Shared Memory Management#
cuBLASDx’s GEMM requires input matrices to be in shared memory with an option for C matrix to be partitioned between threads. The use of shared memory imposes certain rules (alignment) and limitations (limited shared memory space). cuBLASDx provides shared memory management tools to make it easier for all users to operate on shared memory.
Warning
Starting with cuBLASDx 0.3.0 the ::shared_memory_size
traits and ::shared_memory_size()
methods no longer exist and have
been replaced with new APIs described in this chapter.
Shared Storage Size Utilities#
CUDA requires the user to specify amount of used dynamic shared memory upfront during kernel launch. For executing a GEMM such size will be dependent on:
Problem size (
Size<M, N, K>
).Chosen input type (since cuBLASDx 0.3.0 input precision can be different than compute precision, see Precision Operator).
Chosen alignments of matrices (
Alignment<A, B, C>
).API which will be used to execute GEMM (register or shared memory).
Since this information is neither contained in the BLAS
type (since input precision is decoupled from compute precision)
nor in the tensors (they are missing alignment information), helper utilities have been created to help with streamlining the process:
// Shared memory API
template<class BLAS, class AValueType = typename BLAS::a_value_type,
class BValueType = typename BLAS::b_value_type,
class CValueType = typename BLAS::c_value_type,
class ALayout, class BLayout, class CLayout>
constexpr unsigned get_shared_storage_size(ALayout const& a_layout, BLayout const& b_layout, CLayout const& c_layout);
template<class BLAS, class AValueType = typename BLAS::a_value_type,
class BValueType = typename BLAS::b_value_type,
class CValueType = typename BLAS::c_value_type>
__host__ __device__ __forceinline__ constexpr unsigned
get_shared_storage_size(unsigned lda, unsigned ldb, unsigned ldc);
// Register API
template<class BLAS, class AValueType = typename BLAS::a_value_type,
class BValueType = typename BLAS::b_value_type,
class ALayout, class BLayout>
constexpr unsigned get_shared_storage_size_ab(ALayout const& a_layout, BLayout const& b_layout);
template<class BLAS, class AValueType = typename BLAS::a_value_type,
class BValueType = typename BLAS::b_value_type>
constexpr unsigned get_shared_storage_size_ab(unsigned lda, unsigned ldb);
Resulting value is size of the shared memory in bytes required to allocate input and output matrices, and perform computations.

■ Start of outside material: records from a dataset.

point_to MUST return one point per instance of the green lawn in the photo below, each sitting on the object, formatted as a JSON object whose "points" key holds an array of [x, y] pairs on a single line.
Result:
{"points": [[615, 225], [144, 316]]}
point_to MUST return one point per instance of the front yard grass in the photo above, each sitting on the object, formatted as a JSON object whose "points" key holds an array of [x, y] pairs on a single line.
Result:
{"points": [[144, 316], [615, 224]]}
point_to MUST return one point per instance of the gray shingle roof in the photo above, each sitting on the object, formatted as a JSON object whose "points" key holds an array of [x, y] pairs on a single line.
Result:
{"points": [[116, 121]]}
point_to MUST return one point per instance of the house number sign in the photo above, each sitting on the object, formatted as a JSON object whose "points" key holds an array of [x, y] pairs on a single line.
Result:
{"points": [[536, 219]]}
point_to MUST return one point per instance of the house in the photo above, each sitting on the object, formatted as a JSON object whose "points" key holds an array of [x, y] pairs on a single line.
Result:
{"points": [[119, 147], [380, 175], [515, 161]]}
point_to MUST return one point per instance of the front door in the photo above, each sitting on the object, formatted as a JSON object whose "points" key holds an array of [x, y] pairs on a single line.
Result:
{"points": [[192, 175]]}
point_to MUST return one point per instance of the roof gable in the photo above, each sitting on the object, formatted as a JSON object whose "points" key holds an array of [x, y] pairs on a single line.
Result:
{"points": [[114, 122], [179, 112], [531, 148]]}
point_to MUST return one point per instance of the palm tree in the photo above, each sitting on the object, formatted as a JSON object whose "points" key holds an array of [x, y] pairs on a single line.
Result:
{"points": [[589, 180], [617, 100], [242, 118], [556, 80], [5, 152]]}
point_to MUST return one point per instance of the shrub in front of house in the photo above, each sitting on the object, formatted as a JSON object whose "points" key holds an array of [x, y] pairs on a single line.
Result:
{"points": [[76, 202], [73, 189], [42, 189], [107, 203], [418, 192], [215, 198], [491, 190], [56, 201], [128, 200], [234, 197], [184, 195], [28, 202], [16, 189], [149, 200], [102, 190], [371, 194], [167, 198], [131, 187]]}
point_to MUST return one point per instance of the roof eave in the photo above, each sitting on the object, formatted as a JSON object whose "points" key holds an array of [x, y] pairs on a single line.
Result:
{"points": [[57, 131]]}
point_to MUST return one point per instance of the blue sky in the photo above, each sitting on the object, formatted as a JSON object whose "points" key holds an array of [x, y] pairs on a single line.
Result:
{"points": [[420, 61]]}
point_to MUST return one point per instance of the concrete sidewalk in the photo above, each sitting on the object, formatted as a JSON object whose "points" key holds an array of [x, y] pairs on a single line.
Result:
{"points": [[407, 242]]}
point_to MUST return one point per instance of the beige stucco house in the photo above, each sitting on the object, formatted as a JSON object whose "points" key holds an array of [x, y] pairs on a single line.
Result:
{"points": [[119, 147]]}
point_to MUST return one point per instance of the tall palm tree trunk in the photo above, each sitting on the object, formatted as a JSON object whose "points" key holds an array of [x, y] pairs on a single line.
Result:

The value is determined by size of value types, matrix sizes and alignments.
Note that BLAS::get_shared_memory_size
accepts arbitrary CuTe layouts.
Class ALayout
, BLayout
and CLayout
in the above function prototype could be either
cute::Layout or
cute::ComposedLayout.
These functions can be used as follows:
// Shared API - Regular execution
auto shared_size = cublasdx::get_shared_storage_size<BLAS>();
// Shared API - Decoupled input precision execution
auto shared_size = cublasdx::get_shared_storage_size<BLAS, InputTypeA, InputTypeB, InputTypeC>();
// Shared API - Regular execution
auto shared_size = cublasdx::get_shared_storage_size_ab<BLAS>();
// Shared API - Decoupled input precision execution
auto shared_size = cublasdx::get_shared_storage_size_ab<BLAS, InputTypeA, InputTypeB, InputTypeC>();
For special cases cuBLASDx offers a shared memory size calculator:
shared_storage_calc make_shared_storage_calc();
it exposes the following API:
template<class Layout>
shared_storage_calculator& add(unsigned alignment, unsigned elem_size, const Layout& layout);
__host__ __device__ __forceinline__ constexpr
shared_storage_calculator& add(unsigned alignment, unsigned matrix_size_bytes);
__host__ __device__ __forceinline__ constexpr
shared_storage_calculator& add(unsigned alignment, unsigned elem_size, unsigned num_elements);
It can be used to calculate shared memory requirements for pipelined register API execution:
// 2 Stage pipelined register memory execution
auto shared_memory_size =
cublasdx::make_shared_storage_calc()
.add(cublasdx::alignment_of_v_a<BLAS>, sizeof(AInputType), BLAS::suggest_layout_smem_a())
.add(cublasdx::alignment_of_v_b<BLAS>, sizeof(BInputType), BLAS::suggest_layout_smem_b())
.add(cublasdx::alignment_of_v_a<BLAS>, sizeof(AInputType), BLAS::suggest_layout_smem_a())
.add(cublasdx::alignment_of_v_b<BLAS>, sizeof(BInputType), BLAS::suggest_layout_smem_b())
.get();
Shared Memory Slicing#
Warning
Starting with cuBLASDx 0.3.0 the ::slice_shared_memory()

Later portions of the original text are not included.